The teeming array of Catholic Charities services to the poor fall into two broad categories. The first, emergency help, includes food-assistance programs, such as soup kitchens and temporary shelter. Disaster relief, clothing assistance, help in paying overdue utilities bills--you name the emergency, Catholic Charities helps out.

The second category, social services, provides child care, legal and employment help, AIDS hospices, educational programs such as English as a second language and Head Start. The organization also provides counseling, neighborhood-based programs like Big Brothers, senior centers, refugee resettlement, health care, housing, and adoption.

Government pays for most of this activity, and with government funds come restrictions. All federally subsidized charities must follow time-wasting rules that reduce flexibility and use a one-size-fits-all approach to treating people with endlessly various problems.

Worse, until recently the regulations have prohibited charities from including a strong religious dimension in their programs. For wayward kids, for welfare moms trying to break free of dependency, for heroin addicts or drunks trying to kick the habit, faith-based programs work best. Psychologist David Larson at the National Institute for Healthcare Research citesstudies that show a strong correlation between religious participation and rejecting crime and substance abuse. Criminologist Byron Johnson of Lamar University has shown big drops in recidivism for prisoners who go through Charles Colson's faith-based Prison Fellowship Program.

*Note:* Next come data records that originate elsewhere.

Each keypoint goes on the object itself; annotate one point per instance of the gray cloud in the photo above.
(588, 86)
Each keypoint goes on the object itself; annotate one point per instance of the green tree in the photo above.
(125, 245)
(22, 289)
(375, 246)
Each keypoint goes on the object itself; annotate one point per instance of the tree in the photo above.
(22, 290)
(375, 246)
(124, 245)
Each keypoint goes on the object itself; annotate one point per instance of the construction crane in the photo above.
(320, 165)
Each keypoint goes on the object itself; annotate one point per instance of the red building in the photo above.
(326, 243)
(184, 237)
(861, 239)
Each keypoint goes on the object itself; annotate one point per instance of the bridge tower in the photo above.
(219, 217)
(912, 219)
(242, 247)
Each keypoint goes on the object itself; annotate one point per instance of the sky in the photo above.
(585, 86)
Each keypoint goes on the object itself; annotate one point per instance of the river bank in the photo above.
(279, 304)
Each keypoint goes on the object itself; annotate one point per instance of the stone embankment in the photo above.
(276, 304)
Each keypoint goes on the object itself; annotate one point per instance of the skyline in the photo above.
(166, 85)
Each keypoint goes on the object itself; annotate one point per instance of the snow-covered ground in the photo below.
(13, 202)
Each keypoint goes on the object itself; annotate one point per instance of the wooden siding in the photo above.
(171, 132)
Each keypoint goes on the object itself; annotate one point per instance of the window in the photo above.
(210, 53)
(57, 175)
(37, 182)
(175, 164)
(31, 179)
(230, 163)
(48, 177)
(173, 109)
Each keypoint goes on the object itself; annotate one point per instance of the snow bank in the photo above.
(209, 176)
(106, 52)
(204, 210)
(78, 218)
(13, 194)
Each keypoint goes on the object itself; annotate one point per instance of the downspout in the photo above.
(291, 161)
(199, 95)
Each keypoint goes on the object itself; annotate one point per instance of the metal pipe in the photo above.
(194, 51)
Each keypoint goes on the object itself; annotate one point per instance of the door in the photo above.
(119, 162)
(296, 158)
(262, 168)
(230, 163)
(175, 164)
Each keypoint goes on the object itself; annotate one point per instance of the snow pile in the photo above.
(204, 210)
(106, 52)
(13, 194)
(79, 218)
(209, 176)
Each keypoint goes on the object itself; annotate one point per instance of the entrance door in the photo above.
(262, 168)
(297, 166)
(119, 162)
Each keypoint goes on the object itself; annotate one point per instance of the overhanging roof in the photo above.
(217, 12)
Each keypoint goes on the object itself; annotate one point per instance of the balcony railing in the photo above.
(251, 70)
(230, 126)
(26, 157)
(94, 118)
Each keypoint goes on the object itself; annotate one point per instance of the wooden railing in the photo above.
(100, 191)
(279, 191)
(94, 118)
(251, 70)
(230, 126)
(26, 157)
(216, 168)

Catholic Charities would have found none of this surprising 70 years ago, but many of today's Catholic Charities agencies tend to ignore the tenets of Catholicism. Catholic Charities in Albany, New York, contemplated making abortion referrals as part of its link to a health maintenance organization. Catholic Charities in San Francisco, in order to keep its city contracts, now complies with a local law extending spousal benefits to unmarried live-in partners, heterosexual and homosexual.

At a New York City facility for the homeless that I visited recently, an outreach worker attacked welfare reform and absurdly claimed that most of her clients "work" nine-to-five jobs because they recycle bottles and cans. An all-too-typical program in Brooklyn I visited hooks up young pregnant women to public services and tries to prepare them for motherhood. Everything the program does--including filling the office with stuffed animals--conveys the idea that having illegitimate kids is just an accepted part of life.

Catholicism's traditional social doctrine doesn't look much like the big-government line that Catholic Charities espouses. Catholic social teaching is based on a deeply realistic understanding of man's nature as fallen. For two millennia, the church has taught that man has a hardwired inclination to sin that, unchecked, can undermine community and lead to self-destruction.

But Catholic doctrine also holds that man possesses the freedom to master unruly passions with the help of God's grace and so live a life of inner peace in responsible community with others.

Furthermore, many Catholic thinkers, including Pope John Paul II, have looked at the kind of society that best fosters moral development. They have stressed the idea of "subsidiarity," by which they mean that larger associations such as government should help smaller associations such as family and neighborhood, but not replace or inhibit them.

But Catholic Charities is openly unenthusiastic about subsidiarity. "There has been a lot of romantic nonsense lately in Washington," Kammer grumbled a little while back, "to the effect that state and local governments are always more effective and efficient than the national government."

Thus, as far as Catholic Charities is concerned, unless it changes its vision--embracing genuinely Catholic social and moral teachings in its programs, and abandoning its illusion that America is an unjust country--the move toward faith-based social welfare won't make a bit of difference for it or for those it serves.